Flock (The Ravenhood #1)(3)



Toeing the door closed behind me, I glance around the foyer where a lone table sits with a large, empty vase that I’m sure costs more than my car. There’s a grand staircase to my right and to my left, a formal dining room. Deciding to skip the self-guided tour, I cradle my phone on my shoulder as I haul my bags up to the second floor. She answers on the second ring.

“Hey girl, I made it.”

“This is bullshit,” Christy greets as I enter my designated cell and glance around. Inside sits a stark white four-poster bed my dad had delivered, along with a matching dresser, chest of drawers and vanity. It’s regal in taste, stark white, and nothing at all like me, which isn’t surprising. He doesn’t know me.

“It’s just until next fall.”

“That’s a year, Cecelia, a year. We just graduated. This is our last summer before college starts, and your mom decides to take time for herself?”

It’s not the whole truth, but I let her believe it for my mother’s sake because I’m still at a loss on how to explain it. The sad truth is my mother had a breakdown of epic proportions that led to her losing her job and scraping to pay bills she could no longer afford. Her boyfriend offered to let her stay with him, the operative word being her, not her bastard child. My mother and I have always been close, but even I don’t recognize her anymore. Despite my best efforts of being her good girl, she retreated into herself a few months ago, drinking White Russians day and night for weeks until she stopped getting out of bed. She’d all but abandoned me on her quest for a daily buzz. Though I’d tried, and desperately pressed for reasoning and answers she wouldn’t give, I didn’t know the first thing on how to help her, so I didn’t give her grief about entertaining my father’s proposed and conditional living arrangements.

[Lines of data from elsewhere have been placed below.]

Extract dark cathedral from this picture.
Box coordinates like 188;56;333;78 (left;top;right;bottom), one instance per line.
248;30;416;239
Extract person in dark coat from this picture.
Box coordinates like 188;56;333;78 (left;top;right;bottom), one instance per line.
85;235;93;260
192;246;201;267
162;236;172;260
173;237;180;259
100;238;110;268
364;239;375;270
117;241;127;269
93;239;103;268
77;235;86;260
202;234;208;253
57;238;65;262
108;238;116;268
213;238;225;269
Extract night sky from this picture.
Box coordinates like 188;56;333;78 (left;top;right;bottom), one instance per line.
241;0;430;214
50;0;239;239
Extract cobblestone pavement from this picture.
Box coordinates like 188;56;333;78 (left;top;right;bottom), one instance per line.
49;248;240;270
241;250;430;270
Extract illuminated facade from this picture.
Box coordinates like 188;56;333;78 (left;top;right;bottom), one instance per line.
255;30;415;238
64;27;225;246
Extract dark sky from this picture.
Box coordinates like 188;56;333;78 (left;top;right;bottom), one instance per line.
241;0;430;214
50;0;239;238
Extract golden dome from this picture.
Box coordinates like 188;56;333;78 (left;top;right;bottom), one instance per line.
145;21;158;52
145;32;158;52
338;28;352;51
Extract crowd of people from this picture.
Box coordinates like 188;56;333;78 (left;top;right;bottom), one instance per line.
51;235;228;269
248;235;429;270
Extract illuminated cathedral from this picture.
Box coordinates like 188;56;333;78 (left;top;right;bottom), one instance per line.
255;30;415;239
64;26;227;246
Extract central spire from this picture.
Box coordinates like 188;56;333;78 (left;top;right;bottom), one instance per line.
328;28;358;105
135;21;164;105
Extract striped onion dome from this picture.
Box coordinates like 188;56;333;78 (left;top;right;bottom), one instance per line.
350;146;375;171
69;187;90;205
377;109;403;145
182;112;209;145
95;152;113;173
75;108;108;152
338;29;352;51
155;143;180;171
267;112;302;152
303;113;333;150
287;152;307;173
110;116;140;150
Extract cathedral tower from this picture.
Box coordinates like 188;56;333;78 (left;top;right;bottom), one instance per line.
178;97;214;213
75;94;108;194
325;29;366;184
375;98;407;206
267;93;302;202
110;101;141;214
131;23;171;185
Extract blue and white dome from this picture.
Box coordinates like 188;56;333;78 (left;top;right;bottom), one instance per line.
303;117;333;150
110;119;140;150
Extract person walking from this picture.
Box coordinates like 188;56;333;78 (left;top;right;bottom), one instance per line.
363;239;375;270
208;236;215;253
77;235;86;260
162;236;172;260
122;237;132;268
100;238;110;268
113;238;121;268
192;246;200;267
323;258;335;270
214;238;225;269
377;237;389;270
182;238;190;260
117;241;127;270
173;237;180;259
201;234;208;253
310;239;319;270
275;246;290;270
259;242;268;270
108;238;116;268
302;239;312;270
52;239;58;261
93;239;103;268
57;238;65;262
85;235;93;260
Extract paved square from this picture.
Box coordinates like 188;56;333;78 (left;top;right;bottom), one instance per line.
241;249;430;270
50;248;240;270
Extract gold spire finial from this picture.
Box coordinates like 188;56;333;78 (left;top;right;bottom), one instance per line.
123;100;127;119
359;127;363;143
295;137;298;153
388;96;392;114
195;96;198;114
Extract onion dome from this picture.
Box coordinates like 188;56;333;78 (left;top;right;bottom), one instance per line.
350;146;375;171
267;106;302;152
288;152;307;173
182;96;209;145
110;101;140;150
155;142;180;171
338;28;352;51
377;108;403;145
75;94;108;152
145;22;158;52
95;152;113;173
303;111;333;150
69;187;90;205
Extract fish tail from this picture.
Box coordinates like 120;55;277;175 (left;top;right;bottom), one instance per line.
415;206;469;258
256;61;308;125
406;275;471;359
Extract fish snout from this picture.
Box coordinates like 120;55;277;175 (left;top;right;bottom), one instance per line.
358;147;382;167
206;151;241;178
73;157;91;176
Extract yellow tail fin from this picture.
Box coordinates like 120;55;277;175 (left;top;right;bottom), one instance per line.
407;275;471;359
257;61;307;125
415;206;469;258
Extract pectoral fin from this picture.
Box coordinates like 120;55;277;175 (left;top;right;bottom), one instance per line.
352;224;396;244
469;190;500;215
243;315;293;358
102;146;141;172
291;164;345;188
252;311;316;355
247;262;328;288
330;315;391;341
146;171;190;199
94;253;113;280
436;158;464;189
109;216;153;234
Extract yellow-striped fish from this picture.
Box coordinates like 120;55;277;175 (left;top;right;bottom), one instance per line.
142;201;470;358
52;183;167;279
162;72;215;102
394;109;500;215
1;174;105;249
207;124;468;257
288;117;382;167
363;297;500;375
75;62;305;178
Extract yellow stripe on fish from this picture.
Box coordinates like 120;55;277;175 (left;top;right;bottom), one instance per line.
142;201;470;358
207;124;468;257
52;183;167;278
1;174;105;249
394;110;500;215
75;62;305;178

Seeing her unravel like that was terrifying, and in her state, I didn’t want her going without, especially after all her years of being a single parent. When times became desperate, I asked my father to extend child support—just temporarily—to get her through financially, even though the money he sent monthly and without fail was a drop in the bucket for him—the cost of one of his tailored suits. He refused, and shortly before I graduated, he signed his last check, the act making it seem more like a final paycheck of services rendered like she’d been his employee.

In my wildest dreams, I can’t fathom how they ever coupled at any point, or how they could have been the two to conceive me because these are two people who had no business procreating. They are universal opposites. My mother is…or was until recently, a free spirit with plenty of vices. My father is a conservative with a critical tongue and militant self-discipline. From what I remember, his schedule is like clockwork and rarely changes. He wakes up, works out, eats half a grapefruit, and then goes to work until the sun sinks. His only indulgence when I was younger was a few tumblers of gin after a long day.. That’s the whole of the private information I know, due to his discretion. The rest I can look up online. He owns a Fortune 500 company that used to deal in chemicals but now manufactures electronics. His high rise is a little over an hour away in Charlotte, his primary manufacturing plant here in Triple Falls. I’m certain he built here because it’s where he grew up, and I have zero doubt he revels in rubbing his success in the noses of his former classmates, some of whom now work for him.

I’m to be another one of his employees starting tomorrow. I’m no trust fund baby, at least that was the case in the years I spent with Mom in our rented, rundown house. On my twentieth birthday, I’m to inherit a large amount of stock in the company along with a lump sum, and I know that the timeline is purposeful because he’s never wanted my mother anywhere near his fortune. His grudge for her clear in that sense. Add that to the fact he’s given the minimum over the years, keeping Mom in her respective place in his food chain makes it easy to see he has no lingering feelings for her.

For a brief time, I’ve lived on both sides of poverty due to their night and day lifestyles, and to spite his wishes, I’ll take the stock and money and go against every one of them. The minute I’m able, my mother will never work again. Any amount of success I have, I’m determined to earn for myself, but the fear of failing along with the possibility that gambling on myself would ultimately cost her is what brought me here. But in order to carry out my plan, I have to play along with his, and that includes being ‘appreciative and respectful enough to learn the business, even if it’s from the ground level.’

The hardest part of that will be to tame my mouth and silence my resentment, which is front and center since he could have spared us both an awkward year together by simply having a fucking heart with the woman who has done both their jobs as my parent.

I don’t exactly hate my father, but I don’t understand him or his unapologetic cruelty, and never will. I’m not about to spend the next year trying to figure him out. Any communication on his part has always felt mandatory and rushed. He’s always been a monetary provider, not a dad. I respect his work ethic and success but have zero understanding as to the whys of his lack of empathy and the chill of his sub-zero personality.

“I’ll come home every chance I can,” I tell Christy, unsure I can make it a promise due to my schedule.

“I’ll come up too.”

Opening the top of my chest of drawers, I toss in a pile of socks and undies, “Let’s see how Adolf feels about you occupying a guest room before you gas up, okay?”